悪さをしていないのに教師に叱られた中学生みたいな気分になった。やっとのことで数十文字の呪文を詰め込むと、次の窓口を教えられた。さっき書類を提出した役所の、また別の部署である。職員に差し出された端末に覚えたばかりのパスワードを入力すると、窓口の中にあるドアから、階段を上るようにと言われた。
たらい回しかよ、と僕はうんざりした。慣れない暗記を頑張ったせいか頭痛がしていた。階段を一段上るたびに締めつけるような痛みがあり、視界が歪む。踏みしめるはずの足がふらっと宙に浮いて、階段から転げ落ちる!と体を固くした次の瞬間、僕はボート置き場に立っていた。
あたりにひと気はない。すぐ横は川。流れはゆるく水位は低い。ボートの塗料はどれも剥げていて、打ち捨てられているように見えた。桟橋の上り口の朽ちかけた看板には「第弐舞台」というかすれた文字がある。生暖かい風が吹いて、季節が変わっていることを知った。こうして僕は第二ステージの住人となった。
第二ステージで生活の心配がないのは本当だった。
食い扶持を稼ぐために働く必要はない。腹が減ることがなかったからだ。楽しみのために食べることはあっても、栄養補給は必要ない。疲れを癒やすために休息する必要もない。眠くもならず排泄したくもならない。その変化には第二ステージに着いて間もなく気付いた。いや、ずいぶん後だったかもしれない。いつだったかわからないのは当然で、それは第二ステージには時間がないからだった。第一のステージと同じように、ここでも朝日は昇るし夕陽は沈む。けれどもそれはただ僕らが朝の光や夕焼けを見たいからで、ただ「おはよう」の挨拶をしたいからで、朝も夜も、昨日も今日も、百年過去も未来も同じなのだった。新しい一日という区切りを、形式として維持しているだけなのだ。
「おはよ」
足元から声をかけられ、見下ろすと、頭部だった。

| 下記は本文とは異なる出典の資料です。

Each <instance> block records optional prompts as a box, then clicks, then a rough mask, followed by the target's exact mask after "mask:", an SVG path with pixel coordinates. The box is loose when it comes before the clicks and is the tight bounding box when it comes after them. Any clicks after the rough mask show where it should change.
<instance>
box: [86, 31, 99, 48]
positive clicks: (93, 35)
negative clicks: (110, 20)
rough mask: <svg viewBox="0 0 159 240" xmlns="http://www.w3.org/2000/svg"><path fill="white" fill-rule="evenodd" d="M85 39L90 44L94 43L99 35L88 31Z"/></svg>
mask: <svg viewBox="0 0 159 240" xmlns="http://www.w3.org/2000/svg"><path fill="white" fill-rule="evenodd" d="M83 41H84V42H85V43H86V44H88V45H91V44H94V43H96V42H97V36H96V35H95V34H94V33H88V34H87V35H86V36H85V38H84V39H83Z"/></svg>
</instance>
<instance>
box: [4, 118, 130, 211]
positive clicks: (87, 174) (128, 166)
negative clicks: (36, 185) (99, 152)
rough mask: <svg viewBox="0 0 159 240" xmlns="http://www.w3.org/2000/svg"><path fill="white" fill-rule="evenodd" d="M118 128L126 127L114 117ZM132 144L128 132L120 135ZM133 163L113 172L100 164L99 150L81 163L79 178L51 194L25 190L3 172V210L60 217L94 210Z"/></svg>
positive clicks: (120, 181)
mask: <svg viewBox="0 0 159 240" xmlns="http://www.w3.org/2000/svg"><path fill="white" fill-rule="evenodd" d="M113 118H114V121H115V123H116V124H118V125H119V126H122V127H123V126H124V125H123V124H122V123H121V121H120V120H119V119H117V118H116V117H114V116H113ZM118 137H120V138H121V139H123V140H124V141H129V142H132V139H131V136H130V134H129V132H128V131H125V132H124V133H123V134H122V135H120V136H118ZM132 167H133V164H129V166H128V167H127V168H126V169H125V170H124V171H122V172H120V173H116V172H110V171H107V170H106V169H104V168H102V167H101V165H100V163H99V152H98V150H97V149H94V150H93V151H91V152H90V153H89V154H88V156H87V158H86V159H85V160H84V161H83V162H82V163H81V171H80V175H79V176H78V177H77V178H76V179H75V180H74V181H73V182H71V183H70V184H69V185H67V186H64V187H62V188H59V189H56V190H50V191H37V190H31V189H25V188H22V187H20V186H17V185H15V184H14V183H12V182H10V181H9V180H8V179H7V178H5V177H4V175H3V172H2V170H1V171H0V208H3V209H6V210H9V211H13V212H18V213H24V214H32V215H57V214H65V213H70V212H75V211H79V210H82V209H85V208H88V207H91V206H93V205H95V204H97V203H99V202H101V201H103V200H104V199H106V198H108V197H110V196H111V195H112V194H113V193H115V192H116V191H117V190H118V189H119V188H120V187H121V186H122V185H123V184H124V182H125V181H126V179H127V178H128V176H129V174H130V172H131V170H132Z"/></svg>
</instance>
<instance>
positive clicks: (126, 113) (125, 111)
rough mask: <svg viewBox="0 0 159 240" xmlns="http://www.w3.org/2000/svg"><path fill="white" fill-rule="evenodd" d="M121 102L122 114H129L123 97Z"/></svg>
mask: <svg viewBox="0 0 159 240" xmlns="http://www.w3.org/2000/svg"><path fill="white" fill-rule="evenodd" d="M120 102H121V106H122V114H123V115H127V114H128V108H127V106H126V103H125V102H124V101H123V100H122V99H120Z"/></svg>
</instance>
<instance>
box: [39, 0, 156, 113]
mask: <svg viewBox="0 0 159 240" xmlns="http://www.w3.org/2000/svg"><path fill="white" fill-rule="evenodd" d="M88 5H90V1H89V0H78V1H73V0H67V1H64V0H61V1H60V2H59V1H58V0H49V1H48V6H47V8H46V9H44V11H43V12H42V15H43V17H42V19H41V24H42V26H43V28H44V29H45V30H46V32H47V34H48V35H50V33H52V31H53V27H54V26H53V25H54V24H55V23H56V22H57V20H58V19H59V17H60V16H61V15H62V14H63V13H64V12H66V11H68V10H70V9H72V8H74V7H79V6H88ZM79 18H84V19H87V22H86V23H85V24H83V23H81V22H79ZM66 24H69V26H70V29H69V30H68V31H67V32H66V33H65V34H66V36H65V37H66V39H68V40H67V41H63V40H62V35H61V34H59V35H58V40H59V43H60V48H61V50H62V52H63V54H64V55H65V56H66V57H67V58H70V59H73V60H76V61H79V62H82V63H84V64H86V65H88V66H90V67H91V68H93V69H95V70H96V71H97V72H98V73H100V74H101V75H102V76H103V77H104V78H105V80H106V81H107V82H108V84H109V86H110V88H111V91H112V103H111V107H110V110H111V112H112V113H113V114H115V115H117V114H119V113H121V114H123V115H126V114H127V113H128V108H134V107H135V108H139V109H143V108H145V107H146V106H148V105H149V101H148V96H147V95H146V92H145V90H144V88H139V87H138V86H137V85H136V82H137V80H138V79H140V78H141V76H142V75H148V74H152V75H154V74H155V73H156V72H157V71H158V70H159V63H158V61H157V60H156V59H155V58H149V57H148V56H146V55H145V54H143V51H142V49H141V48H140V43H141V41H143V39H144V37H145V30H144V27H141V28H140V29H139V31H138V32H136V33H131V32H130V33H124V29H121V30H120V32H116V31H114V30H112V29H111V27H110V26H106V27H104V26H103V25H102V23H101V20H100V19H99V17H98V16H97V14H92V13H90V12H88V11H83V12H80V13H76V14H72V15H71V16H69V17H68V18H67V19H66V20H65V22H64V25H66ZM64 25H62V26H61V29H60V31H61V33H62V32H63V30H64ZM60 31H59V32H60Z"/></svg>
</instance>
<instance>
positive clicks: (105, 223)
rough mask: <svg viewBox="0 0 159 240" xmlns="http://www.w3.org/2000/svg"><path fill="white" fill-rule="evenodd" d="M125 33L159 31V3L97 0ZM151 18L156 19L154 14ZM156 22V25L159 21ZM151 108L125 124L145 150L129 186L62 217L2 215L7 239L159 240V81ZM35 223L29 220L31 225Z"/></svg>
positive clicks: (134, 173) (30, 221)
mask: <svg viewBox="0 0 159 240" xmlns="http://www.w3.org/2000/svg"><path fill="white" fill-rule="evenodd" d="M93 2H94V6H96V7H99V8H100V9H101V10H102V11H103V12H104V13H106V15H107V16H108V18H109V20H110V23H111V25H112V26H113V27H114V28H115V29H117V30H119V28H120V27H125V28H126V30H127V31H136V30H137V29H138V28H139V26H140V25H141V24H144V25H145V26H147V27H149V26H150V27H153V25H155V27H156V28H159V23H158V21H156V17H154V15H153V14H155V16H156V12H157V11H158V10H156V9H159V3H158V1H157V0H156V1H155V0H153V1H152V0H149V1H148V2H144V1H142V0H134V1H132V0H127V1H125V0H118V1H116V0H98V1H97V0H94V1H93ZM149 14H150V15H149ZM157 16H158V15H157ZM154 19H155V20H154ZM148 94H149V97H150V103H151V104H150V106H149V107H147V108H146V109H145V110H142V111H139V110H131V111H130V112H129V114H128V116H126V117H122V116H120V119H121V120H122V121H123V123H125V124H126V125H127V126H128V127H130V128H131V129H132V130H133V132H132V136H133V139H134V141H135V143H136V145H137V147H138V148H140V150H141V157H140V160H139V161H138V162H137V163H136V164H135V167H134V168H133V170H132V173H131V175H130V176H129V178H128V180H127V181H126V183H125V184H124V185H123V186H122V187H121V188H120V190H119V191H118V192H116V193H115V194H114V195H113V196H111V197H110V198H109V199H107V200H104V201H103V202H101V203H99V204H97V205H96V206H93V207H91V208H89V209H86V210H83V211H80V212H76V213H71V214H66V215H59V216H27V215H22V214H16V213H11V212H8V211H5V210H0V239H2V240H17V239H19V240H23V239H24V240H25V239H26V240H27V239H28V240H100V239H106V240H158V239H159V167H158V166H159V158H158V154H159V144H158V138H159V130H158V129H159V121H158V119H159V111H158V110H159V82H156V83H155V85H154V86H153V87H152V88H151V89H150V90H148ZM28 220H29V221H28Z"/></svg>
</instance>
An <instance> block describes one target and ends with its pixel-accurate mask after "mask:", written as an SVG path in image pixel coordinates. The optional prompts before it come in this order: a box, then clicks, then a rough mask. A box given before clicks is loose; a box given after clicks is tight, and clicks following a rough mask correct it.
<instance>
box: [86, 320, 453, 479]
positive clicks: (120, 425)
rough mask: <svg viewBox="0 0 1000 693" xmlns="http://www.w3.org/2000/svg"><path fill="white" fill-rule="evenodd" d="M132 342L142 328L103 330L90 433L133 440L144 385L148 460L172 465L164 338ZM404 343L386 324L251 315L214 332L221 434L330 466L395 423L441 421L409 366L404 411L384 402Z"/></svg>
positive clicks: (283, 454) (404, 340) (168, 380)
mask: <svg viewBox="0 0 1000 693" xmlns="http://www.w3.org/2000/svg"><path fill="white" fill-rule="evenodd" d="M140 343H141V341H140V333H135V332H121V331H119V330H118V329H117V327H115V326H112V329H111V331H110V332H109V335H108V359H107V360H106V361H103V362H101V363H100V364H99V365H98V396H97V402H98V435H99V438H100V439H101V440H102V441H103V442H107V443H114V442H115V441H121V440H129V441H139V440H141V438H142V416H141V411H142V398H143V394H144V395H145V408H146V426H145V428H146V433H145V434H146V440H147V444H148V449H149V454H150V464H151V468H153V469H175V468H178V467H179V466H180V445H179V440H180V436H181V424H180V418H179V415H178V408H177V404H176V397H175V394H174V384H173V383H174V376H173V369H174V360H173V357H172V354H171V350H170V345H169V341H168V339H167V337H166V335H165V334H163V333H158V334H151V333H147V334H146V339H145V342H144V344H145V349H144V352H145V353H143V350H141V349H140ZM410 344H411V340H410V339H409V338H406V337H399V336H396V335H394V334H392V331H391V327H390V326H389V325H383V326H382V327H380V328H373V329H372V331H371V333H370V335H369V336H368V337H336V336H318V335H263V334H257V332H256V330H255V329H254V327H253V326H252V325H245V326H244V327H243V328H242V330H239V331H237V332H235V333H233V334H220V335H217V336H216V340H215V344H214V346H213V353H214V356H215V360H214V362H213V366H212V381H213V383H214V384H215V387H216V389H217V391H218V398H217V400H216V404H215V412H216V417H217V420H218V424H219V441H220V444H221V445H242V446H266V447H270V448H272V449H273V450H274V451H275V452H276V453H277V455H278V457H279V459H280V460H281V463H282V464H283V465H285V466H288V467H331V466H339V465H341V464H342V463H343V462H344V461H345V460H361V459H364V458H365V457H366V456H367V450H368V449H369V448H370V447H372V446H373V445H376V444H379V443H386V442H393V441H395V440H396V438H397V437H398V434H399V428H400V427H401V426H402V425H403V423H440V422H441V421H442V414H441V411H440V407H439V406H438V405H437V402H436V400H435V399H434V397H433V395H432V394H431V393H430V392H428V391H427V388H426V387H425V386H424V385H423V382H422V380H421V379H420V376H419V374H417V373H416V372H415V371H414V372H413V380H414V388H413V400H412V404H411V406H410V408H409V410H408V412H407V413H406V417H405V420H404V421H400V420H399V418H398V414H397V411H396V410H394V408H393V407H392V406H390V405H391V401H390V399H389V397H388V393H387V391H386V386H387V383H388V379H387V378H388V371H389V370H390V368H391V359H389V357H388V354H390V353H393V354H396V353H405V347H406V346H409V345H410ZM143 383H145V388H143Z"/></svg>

彼が朝の挨拶を口にしたことで、僕らは一瞬すがすがしい空気を吸いこんだ気になれる。
「これから雪山に行くんだ」と頭部は言った。
「雪崩にあったことないだろ? いちど間近で見てみたくないか。一緒に来いよ」
頭部は遭難ごっこが好きだ。ここではどうせ死ぬことはないから、自分で雪崩を起こすつもりでいるんだろう。

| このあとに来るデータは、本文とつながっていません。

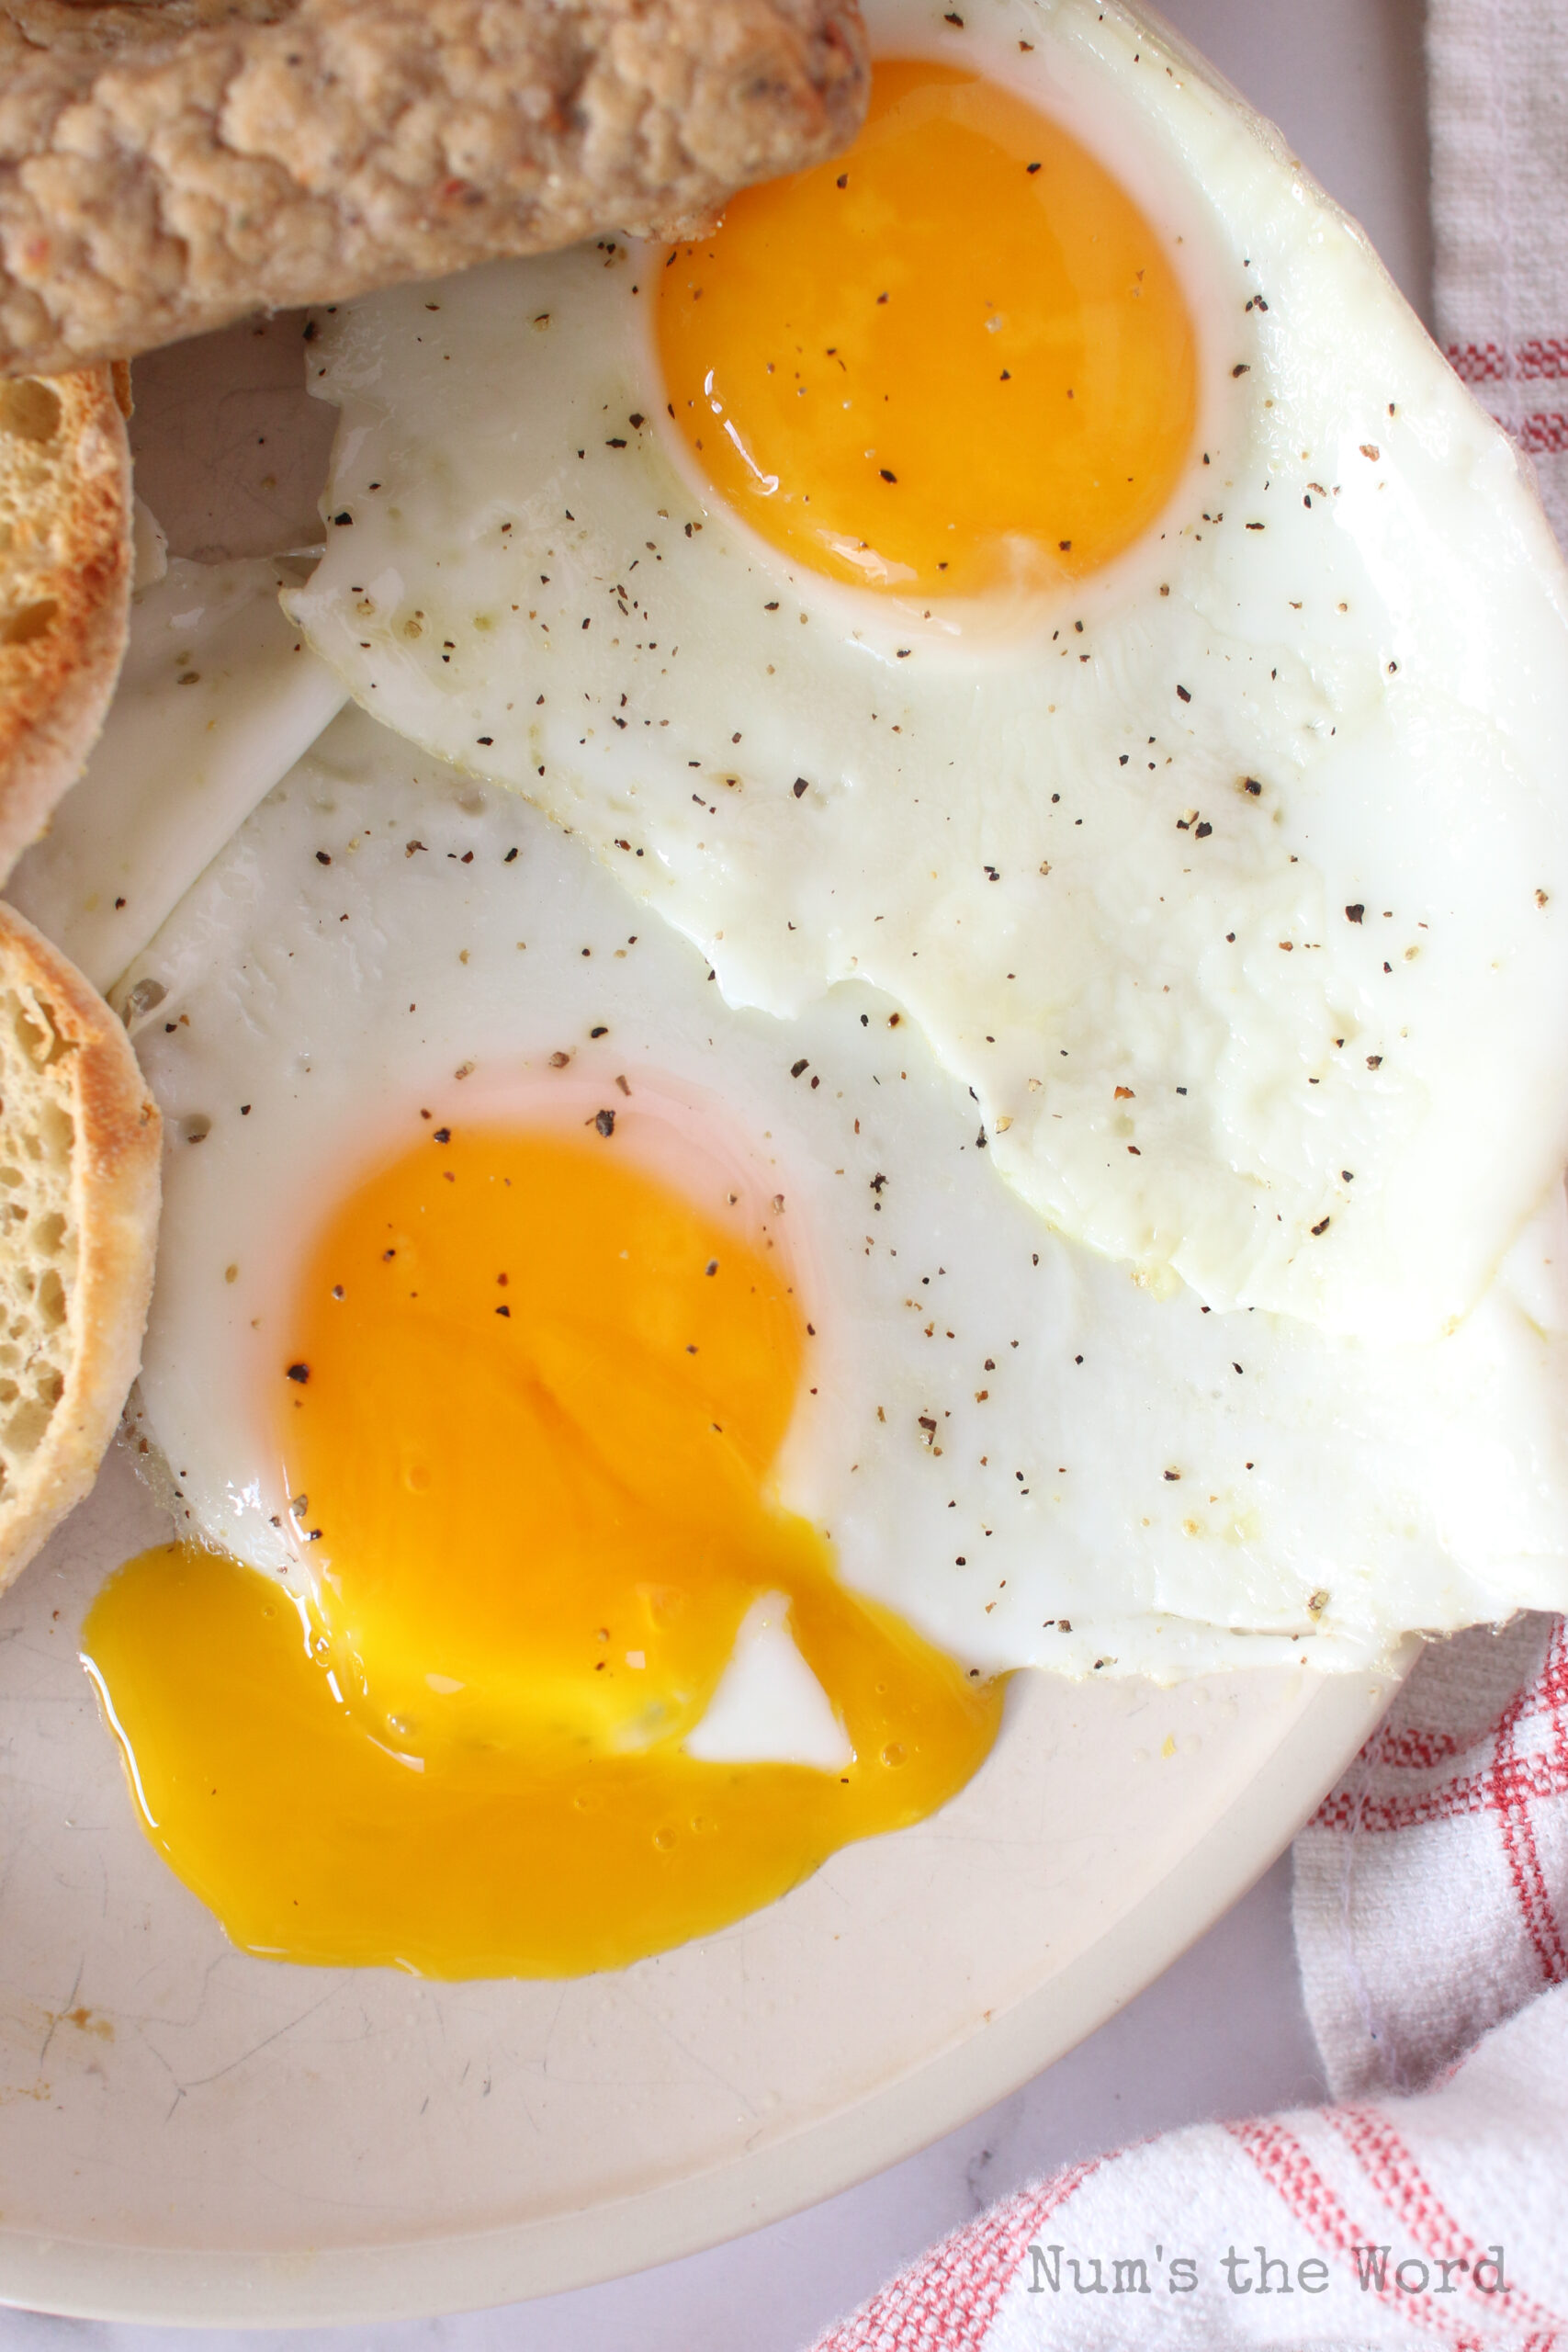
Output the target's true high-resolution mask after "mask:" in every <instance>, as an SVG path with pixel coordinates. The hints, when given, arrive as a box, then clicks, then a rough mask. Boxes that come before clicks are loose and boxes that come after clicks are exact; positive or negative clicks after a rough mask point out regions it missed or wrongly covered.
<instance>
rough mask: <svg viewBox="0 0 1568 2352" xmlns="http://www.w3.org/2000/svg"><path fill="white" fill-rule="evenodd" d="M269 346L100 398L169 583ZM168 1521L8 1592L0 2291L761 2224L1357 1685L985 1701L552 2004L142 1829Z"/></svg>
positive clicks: (4, 1845) (211, 523) (1051, 1966)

「いいね」と僕は答える。そして角を曲がれば、僕らはもう雪景色の中にいる。死なないとわかっていれば怖いものはない。僕らはいつだって、どこにだって行ける。
頭部は僕が住みついた部屋の真下に住む男で、首から下がない。第二ステージに来る前からそうだったわけではなくて、自ら望んでこの姿で行動しているのだった。いつも頭だけでごろごろ転がって移動するので頭部と呼ばれているのだ。目が回るんじゃないかと思うのだが、本人には快感らしい。時たま七頭身になって現れることもあって、その場合はとっさに彼だとはわからない。要するに、ここでは各人が好きな形に姿を変えていいのである。若返りはもちろん、性別を変えてみることも、頭部みたいに体の部分を変化させることもできる。僕も好奇心から幼い頃の自分や、四十歳になった自分を鏡に映してみた。六十歳の姿も試してみたが、変化できなかった。